Participatory mapping is an approach used to document the land resources of rural communities in Myanmar. This toolkit describes procedures and tools that the United States Agency for International Development (USAID) Myanmar Land Tenure Project (LTP) team developed and tested in 11 village tracts across the country. The project conducted pilot site activities to demonstrate how articles of the National Land Use Policy (NLUP) could be implemented on the ground.

LTP created this toolkit for an audience of local groups: civil society organizations (CSOs), nongovernmental organizations (NGOs), community-based organizations (CBOs), and private companies. The results of this exercise are of value to the communities involved, local authorities at the township and village tract administrative levels, and, potentially, regional authorities.

This toolkit presents the steps required to implement a community resource documentation approach. These include community profile interviews, participatory mapping, and engagement activities. The main output of this approach is a collection of the information assembled on community land resources (maps and a village folio) made accessible to relevant stakeholders. This documentation will increase transparency between stakeholders and may provide greater tenure security for communities.

The community resource documentation process provides communities with an opportunity to engage with local authorities and contribute their voices to the land rights conversation. At the completion of activities, communities receive a map of their boundaries and land uses as well as a village folio documenting the process. Communities can use the map and folio as tools for planning, management, and engagement.

Local organizations take on the role of facilitator throughout the community resource documentation process. Staff from these organizations meet frequently with local authorities and community members in the village tract to learn about land uses and resource constraints.
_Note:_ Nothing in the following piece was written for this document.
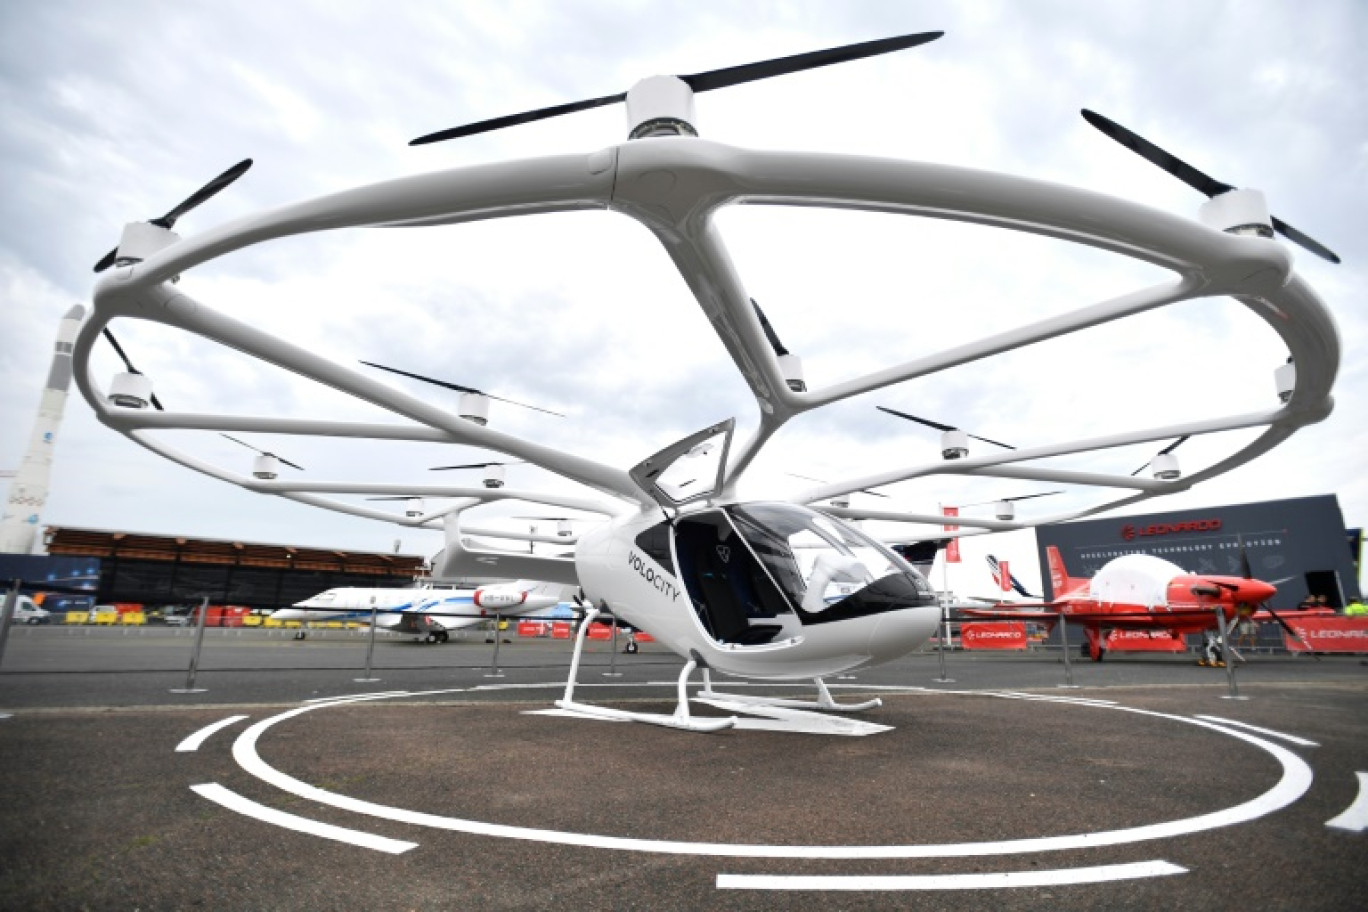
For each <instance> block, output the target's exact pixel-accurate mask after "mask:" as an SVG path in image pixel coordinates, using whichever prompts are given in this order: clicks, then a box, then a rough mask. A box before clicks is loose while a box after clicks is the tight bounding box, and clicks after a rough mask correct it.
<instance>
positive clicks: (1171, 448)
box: [1130, 433, 1192, 477]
Local organizations work hand-in-hand with communities to map their village boundaries and their resource uses, and then present that information to local authorities for discussion and acceptance.

This toolkit is part of USAID’s Mobile Applications to Secure Tenure (MAST) approach, which is USAID’s broad array of technology-related tenure strengthening tools. This toolkit does not prescribe specific technologies to undertake this process. An ever-expanding array of technology options can be used to document community resources. The toolkit provides some background on the options, but LTP encourages readers to find the best tools for their needs. While LTP used mobile technology and geographic information systems (GIS) to gather and map data on village boundaries and land uses, less-technology-centric options are possible to gather the same information. Local organizations may not have experience in or be comfortable with mapping techniques, and this toolkit is not intended as a substitute for GIS training. However, LTP pilots demonstrated that local organizations without prior mapping experience can be supported through training and technical assistance to create community maps. LTP recommends that local organizations reach out to mapping resource organizations for assistance or training (i.e., the Myanmar Information Management Unit or OneMap Myanmar).

LTP hopes that this toolkit is viewed as a step toward a more standardized approach to participatory mapping that will allow the comparison of outputs from across the country, irrespective of who conducted the work. As such, the toolkit describes the spatial data produced to help inform the development of modern land administration systems. LTP recognizes that participatory mapping in Myanmar will grow and evolve. The project is also aware that Myanmar is a very diverse country and most pilot locations were in primarily Bamar areas; the toolkit should be adapted for use in parallel administrative areas. This toolkit documents LTP’s efforts to date, and it is the project team’s hope that organizations will build upon and update it as methods are further tested and refined.